Talvez tenha sido a demanda do significado da Saudade que levou os Portugueses a espalhar-se pelo mundo e serem bem aceites em quase todo o lado. Talvez tenha sido a Saudade que criou as mulatas…


25  12 2009

Tradições de Natal

O final do ano está ligado a inúmeras tradições. Algumas religiosas e muitas seculares misturam-se criando aquilo a que chamamos a época de Natal. As tradições angolanas para a quadra não são muito diferentes das do resto do mundo cristão, mas revestem-se de algumas particularidades.

Tal como a festa cristã se sobrepôs às celebrações pagãs do norte da Europa para não distanciar as pessoas das suas tradições ao mesmo tempo que aceitavam as da nova religião, também os países socialistas de ateísmo oficial procuraram cumprir os seus programas ideológicos e manter os hábitos instituídos alterando o nome ou substituindo o programa dos dias das festas religiosas.

Nos tempos idos em que Angola era uma República Popular, de economia centralizada e guerra generalizada, os feriados religiosos foram abolidos. Em seu lugar foram instituídos feriados novos, de nomes modernos que, oficialmente, nada têm a ver com questões religiosas, apesar de serem gozados nos mesmos dias.

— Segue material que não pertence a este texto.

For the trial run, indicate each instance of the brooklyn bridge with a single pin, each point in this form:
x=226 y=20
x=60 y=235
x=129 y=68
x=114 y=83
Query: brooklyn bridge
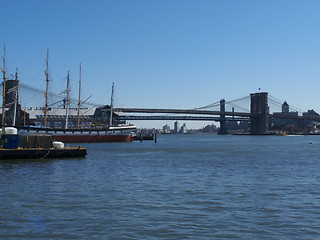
x=258 y=109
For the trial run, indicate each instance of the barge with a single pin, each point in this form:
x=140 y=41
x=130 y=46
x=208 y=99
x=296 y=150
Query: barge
x=14 y=146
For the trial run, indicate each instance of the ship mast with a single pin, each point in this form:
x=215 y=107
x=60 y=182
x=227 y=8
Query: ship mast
x=3 y=69
x=46 y=72
x=111 y=105
x=67 y=99
x=79 y=99
x=15 y=89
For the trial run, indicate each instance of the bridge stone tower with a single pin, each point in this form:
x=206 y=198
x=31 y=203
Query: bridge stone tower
x=223 y=124
x=259 y=109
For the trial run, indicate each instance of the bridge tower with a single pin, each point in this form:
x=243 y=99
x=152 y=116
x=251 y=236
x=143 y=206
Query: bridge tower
x=259 y=109
x=223 y=124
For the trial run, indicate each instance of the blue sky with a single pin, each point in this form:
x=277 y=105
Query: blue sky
x=168 y=53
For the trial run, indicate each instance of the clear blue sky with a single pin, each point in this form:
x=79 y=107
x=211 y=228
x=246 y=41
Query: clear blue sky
x=169 y=53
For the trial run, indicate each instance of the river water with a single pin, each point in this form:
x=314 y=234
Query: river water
x=183 y=187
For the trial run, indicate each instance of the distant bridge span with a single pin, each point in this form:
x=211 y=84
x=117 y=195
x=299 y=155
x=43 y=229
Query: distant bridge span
x=183 y=111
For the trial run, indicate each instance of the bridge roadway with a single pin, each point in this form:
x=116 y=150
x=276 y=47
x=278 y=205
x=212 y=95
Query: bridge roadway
x=240 y=115
x=176 y=118
x=181 y=111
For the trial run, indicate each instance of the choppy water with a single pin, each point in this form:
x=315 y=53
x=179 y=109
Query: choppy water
x=183 y=187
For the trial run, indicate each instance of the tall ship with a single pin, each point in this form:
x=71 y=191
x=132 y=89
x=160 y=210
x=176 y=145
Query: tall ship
x=65 y=123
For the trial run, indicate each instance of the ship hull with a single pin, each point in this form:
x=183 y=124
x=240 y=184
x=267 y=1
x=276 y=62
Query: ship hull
x=83 y=138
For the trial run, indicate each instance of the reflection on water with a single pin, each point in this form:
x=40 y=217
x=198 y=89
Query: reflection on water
x=183 y=187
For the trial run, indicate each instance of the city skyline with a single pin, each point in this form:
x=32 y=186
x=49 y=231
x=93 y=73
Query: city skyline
x=168 y=54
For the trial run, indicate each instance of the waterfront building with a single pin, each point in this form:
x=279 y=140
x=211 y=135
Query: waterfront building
x=183 y=129
x=282 y=122
x=176 y=127
x=166 y=129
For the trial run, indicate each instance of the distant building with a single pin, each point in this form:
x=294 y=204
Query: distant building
x=166 y=129
x=310 y=125
x=281 y=122
x=176 y=127
x=210 y=128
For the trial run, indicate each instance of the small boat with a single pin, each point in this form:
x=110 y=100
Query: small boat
x=14 y=146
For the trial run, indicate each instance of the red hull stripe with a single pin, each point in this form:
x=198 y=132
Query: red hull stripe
x=92 y=138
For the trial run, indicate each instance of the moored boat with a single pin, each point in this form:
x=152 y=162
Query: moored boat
x=31 y=146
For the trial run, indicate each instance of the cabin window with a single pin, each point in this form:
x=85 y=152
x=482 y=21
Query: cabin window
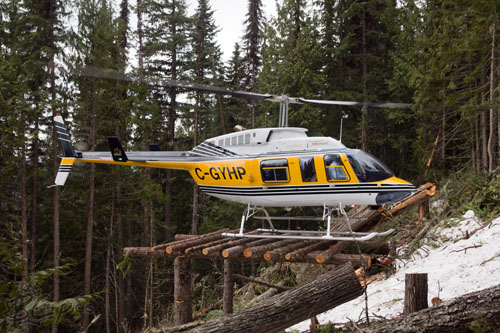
x=367 y=168
x=334 y=168
x=308 y=169
x=274 y=170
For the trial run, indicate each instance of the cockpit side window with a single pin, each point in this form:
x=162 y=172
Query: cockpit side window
x=308 y=169
x=367 y=168
x=334 y=168
x=274 y=170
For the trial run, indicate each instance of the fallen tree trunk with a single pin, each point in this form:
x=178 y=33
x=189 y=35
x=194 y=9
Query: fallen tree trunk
x=277 y=313
x=182 y=245
x=478 y=311
x=264 y=283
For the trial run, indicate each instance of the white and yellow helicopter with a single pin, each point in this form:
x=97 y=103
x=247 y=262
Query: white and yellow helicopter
x=265 y=167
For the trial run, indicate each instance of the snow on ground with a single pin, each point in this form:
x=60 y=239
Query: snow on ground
x=451 y=268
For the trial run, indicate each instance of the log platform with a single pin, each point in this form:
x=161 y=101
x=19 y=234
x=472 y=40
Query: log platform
x=214 y=246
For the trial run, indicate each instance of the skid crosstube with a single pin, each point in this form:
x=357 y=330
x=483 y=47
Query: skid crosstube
x=309 y=235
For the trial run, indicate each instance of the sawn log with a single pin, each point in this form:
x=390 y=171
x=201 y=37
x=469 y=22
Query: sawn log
x=288 y=308
x=475 y=312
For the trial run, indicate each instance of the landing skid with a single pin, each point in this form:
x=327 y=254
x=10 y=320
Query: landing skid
x=273 y=233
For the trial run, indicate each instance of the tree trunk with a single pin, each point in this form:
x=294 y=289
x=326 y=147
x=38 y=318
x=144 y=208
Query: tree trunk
x=484 y=141
x=107 y=307
x=34 y=199
x=491 y=149
x=478 y=311
x=55 y=201
x=90 y=219
x=182 y=291
x=364 y=109
x=415 y=293
x=277 y=313
x=24 y=218
x=196 y=218
x=228 y=287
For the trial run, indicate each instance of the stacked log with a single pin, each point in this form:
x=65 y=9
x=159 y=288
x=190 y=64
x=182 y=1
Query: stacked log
x=257 y=251
x=236 y=251
x=183 y=245
x=279 y=312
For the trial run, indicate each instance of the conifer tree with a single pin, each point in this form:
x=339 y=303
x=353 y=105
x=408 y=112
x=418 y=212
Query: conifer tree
x=205 y=54
x=251 y=48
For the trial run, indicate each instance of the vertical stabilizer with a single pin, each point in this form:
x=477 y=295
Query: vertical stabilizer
x=68 y=156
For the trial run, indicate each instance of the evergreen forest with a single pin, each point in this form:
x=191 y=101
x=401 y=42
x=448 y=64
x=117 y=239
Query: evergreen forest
x=62 y=267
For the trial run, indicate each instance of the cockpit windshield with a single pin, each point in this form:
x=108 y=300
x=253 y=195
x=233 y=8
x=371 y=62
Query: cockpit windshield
x=367 y=168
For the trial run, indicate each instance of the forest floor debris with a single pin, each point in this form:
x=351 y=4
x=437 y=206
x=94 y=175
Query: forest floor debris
x=459 y=255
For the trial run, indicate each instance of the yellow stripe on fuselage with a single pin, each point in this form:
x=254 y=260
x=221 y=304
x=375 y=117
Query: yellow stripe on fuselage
x=246 y=172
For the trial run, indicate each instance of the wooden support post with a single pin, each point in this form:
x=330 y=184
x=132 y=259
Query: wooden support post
x=293 y=306
x=228 y=287
x=415 y=292
x=182 y=291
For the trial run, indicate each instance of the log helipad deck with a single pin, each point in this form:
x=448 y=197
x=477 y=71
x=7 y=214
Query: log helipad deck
x=214 y=246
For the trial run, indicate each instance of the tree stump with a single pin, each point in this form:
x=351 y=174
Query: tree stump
x=415 y=292
x=478 y=311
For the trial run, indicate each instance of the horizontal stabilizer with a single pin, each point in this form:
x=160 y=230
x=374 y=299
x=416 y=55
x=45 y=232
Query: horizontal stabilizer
x=117 y=150
x=63 y=137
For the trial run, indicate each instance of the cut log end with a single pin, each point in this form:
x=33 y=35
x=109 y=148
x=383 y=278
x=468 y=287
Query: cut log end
x=247 y=253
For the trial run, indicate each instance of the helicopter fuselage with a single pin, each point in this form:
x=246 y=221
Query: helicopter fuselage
x=298 y=180
x=270 y=167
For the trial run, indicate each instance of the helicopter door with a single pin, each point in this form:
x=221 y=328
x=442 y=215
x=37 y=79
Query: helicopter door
x=334 y=168
x=308 y=169
x=274 y=171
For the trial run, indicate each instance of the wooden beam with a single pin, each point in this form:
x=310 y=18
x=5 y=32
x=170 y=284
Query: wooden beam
x=182 y=291
x=236 y=251
x=228 y=287
x=257 y=251
x=180 y=247
x=288 y=308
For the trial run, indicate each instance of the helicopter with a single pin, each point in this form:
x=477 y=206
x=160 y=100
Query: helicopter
x=263 y=167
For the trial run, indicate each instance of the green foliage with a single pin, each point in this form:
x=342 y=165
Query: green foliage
x=469 y=190
x=26 y=302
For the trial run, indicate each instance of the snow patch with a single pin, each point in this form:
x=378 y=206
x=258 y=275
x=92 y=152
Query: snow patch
x=468 y=260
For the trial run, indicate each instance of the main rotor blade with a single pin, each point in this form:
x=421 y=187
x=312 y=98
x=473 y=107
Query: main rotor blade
x=109 y=74
x=100 y=73
x=349 y=103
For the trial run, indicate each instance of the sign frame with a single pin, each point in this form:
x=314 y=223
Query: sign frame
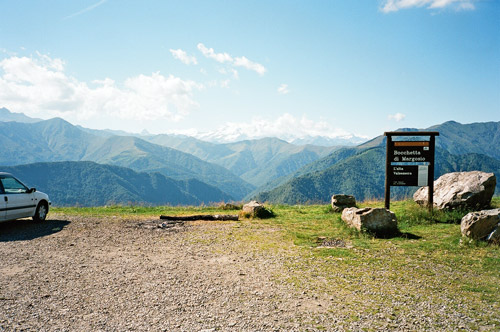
x=410 y=152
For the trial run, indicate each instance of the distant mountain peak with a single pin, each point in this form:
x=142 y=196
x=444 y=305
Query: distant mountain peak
x=8 y=116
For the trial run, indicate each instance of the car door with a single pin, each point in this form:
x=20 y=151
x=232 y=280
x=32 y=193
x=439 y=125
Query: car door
x=3 y=204
x=19 y=200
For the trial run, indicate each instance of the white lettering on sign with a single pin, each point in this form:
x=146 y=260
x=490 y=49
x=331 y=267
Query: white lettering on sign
x=407 y=153
x=423 y=173
x=412 y=159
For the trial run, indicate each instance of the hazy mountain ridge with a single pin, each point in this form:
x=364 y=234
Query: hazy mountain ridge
x=87 y=183
x=255 y=161
x=58 y=140
x=283 y=172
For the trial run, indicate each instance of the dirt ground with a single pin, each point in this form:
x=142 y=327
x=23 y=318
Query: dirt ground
x=108 y=274
x=89 y=274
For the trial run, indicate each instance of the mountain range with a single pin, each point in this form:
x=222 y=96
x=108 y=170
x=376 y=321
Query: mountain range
x=197 y=171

Actualmente, o Natal angolano celebra-se no Dia da Família, a Páscoa no Dia da Paz e o Carnaval, esse é Carnaval até mesmo em Angola.

Todos os anos, nas semanas que antecedem o Dia da Família, como que numa tradição há muito instituída, em Luanda começam a faltar coisas. É uma das particularidades do Natal em Angola.

Uma das situações preocupantes é a falta de gás de cozinha sem razão aparente. Durante o resto do ano, com o mesmo número de garrafas no mercado, não se registam falhas dignas de registo.

O gás esgota no princípio de Dezembro e apenas no mercado negro se consegue adquirir garrafas cheias, a preços especulativos que chegam a atingir oito vezes o preço tabelado. Esta situação leva-me a crer que haja açambarcamento organizado de garrafas de gás para provocar o esgotamento das existências nos distribuidores e, posteriormente, fazer chegar ao mercado paralelo, com lucros astronómicos, algumas garrafas de cada vez. A situação torna-se tão grave que até mesmo os que conseguem comprar garrafas ao preço tabelado nos distribuidores oficiais acabam por abdicar do gás para si e revendem-no a terceiros pelo preço de várias garrafas, estimulando ainda mais o mercado paralelo.

As faltas de energia eléctrica tornam-se também mais frequentes, graças ao maior uso de aparelhos de ar condicionado na estação quente e à crónica falta de capacidade dos produtores de electricidade em suprir as necessidades de Luanda. Associada à falta de luz está a falta de água, porque as bombas que abastecem os depósitos também param.

A tradição mais insidiosa do Natal angolano será talvez as visitas que as brigadas de inspecção dos diversos ministérios fazem às empresas privadas. Vão de empresa em empresa, nos seus carros de luxo, certamente pagos exclusivamente com os seus salários de funcionários públicos, e passam dias à procura de motivos para assegurarem o subsídio de Natal, relembrando, caso os gerentes estejam um pouco esquecidos da tabela de gasosas, que podem sempre aplicar multas, nem que seja sobre coisas absurdas. É curioso que apenas façam estas visitas por esta altura e mais curioso ainda é que não escondam as razões porque lá vão.